Dr Catney explains: “We are delighted to have secured ESRC funding to enable us to provide timely and impactful evidence on the ways in which ethnic diversity has grown. Our project will also seek to uncover the nature of the differing – and persistently unequal – neighbourhood experiences of people from different ethnic backgrounds.
“We will be analysing where and why neighbourhoods are becoming more ethnically diverse, the processes that shape these local patterns, how far ethnic and racial inequalities have widened, and the geography of disadvantage.”
Dr Catney adds: “We know from previous research that households and neighbourhoods right across the UK are becoming increasingly ethnically and racially mixed and diverse. Alongside these demographic changes, the uneven impacts of, for example, the COVID-19 pandemic and austerity measures have shone a light on persistent ethnic and racial inequalities, between people and across local areas.”
The Census provides the most comprehensive data available on ethnic group populations at the neighbourhood level, and the publication of 2021 data is an important opportunity to understand local level societal change.
The GEDI team will explore pressing research questions, advance the scholarly literature, and generate a rich and robust evidence base for a diversity of user groups, including via Census evidence briefings, a policy analysis toolkit, public dissemination events, educational resources, and an interactive mapping tool. This research will be vital for policy, political and public understandings of how the UK's population, and its neighbourhoods, are changing.
Experts from Queen’s will work with academics and colleagues from the Office for National Statistics, University of St Andrews, University of Bristol, University College London, Dartmouth College (USA), and University of Washington (USA).
The team will also work with project partners from the Runnymede Trust and the Royal Geographical Society with the Institute of British Geographers. GEDI will also be supported by a Project Advisory Group from central and local government and the third sector.
Dr Shabna Begum, Head of Research at Runnymede Trust, says: “At a time when nationally, our Black and minority ethnic communities are reeling from the disproportionate impacts of unprecedented health and economic crises, this project offers an opportunity to drill into the detail of those experiences and to analyse the granularity of diverse and unequal experiences at a local, neighbourhood scale.
“Whilst most of the inequalities are systemic in nature, it is not until we can achieve both a broad and intimate set of accounts of those inequalities as they are evolving in the streets and neighbourhoods of our local communities, that we can begin to think about disrupting them. The project has the ambition to actively engage with communities and decision-makers and to shift the dial in those patterns of inequality and deprivation, and for that reason the Runnymede Trust is pleased to support this important work”.
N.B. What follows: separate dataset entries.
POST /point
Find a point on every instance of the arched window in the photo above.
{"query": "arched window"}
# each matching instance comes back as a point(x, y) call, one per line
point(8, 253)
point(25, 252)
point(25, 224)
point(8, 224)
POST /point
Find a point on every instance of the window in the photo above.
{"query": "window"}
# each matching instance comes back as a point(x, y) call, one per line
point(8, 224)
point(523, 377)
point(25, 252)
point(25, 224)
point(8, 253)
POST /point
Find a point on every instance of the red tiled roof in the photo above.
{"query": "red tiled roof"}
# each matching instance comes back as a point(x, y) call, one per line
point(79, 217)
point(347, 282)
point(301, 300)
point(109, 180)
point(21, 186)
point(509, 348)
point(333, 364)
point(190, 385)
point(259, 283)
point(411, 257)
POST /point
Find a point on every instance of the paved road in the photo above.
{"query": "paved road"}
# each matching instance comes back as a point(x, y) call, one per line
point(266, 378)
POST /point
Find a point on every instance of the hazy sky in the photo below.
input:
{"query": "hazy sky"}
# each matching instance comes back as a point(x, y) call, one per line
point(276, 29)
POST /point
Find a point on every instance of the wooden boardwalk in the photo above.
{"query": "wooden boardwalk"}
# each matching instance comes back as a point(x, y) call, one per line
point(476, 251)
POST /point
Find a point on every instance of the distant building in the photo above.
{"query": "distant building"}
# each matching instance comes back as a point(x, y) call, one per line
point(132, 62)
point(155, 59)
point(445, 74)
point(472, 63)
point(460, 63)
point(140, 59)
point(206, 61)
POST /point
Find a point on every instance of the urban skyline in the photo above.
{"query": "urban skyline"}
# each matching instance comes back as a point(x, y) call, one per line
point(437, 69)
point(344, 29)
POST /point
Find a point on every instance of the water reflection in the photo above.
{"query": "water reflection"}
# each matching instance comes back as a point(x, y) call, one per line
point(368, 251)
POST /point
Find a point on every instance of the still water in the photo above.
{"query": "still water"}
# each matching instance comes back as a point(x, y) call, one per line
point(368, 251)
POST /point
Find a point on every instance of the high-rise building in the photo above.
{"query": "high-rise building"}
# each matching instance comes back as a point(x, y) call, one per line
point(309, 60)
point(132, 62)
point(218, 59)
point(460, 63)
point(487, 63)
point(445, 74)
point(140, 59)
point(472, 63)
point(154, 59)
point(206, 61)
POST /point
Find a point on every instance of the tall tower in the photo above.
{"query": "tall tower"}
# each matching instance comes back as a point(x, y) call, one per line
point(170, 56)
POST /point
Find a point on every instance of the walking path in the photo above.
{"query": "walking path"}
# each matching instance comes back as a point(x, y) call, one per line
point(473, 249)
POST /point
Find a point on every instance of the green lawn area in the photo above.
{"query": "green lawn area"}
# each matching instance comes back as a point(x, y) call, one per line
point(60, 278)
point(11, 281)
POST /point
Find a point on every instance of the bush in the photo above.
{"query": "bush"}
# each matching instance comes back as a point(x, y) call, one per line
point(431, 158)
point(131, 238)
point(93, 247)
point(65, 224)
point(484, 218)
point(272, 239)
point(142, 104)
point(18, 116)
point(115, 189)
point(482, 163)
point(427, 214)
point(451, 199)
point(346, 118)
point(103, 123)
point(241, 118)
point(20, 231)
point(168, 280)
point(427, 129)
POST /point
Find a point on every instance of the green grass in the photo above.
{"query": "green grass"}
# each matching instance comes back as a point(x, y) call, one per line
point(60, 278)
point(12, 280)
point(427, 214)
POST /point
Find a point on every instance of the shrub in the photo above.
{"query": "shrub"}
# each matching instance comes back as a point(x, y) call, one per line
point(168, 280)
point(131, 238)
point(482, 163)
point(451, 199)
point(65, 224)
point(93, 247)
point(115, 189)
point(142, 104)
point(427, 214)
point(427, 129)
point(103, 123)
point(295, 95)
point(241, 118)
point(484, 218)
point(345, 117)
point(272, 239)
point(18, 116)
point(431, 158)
Dr Catherine Souch, Head of Research and Higher Education at the Royal Geographical Society (with IBG), comments: “We are delighted to be working with the project team on this particularly important research project on ethnic diversity, residential segregation and internal migration. We are excited to work with the project team in hosting knowledge exchange events, and in developing school educational resources that will draw on the dedicated web resource to inform and engage young people with the changing geography of the UK.”
Sarah Wood, Topic Lead for Ethnicity, National Identity, Language and Religion (Statistical Coherence and Inclusion Division) at the Office for National Statistics, adds: “This is an exciting opportunity for the Office for National Statistics (ONS) to collaborate with Dr Catney and her team who have expertise in residential segregation and diversity, ethnic inequalities, and international migration.
“Through utilising this expertise and experience, we will be able to provide a more complete picture of inequalities and diversity across the 19 ethnic groups and 8 religious affiliations from Census 2021 data. This will enable our outputs to better identify the levers of change to policymakers for those who may be at greater risk of disadvantage.”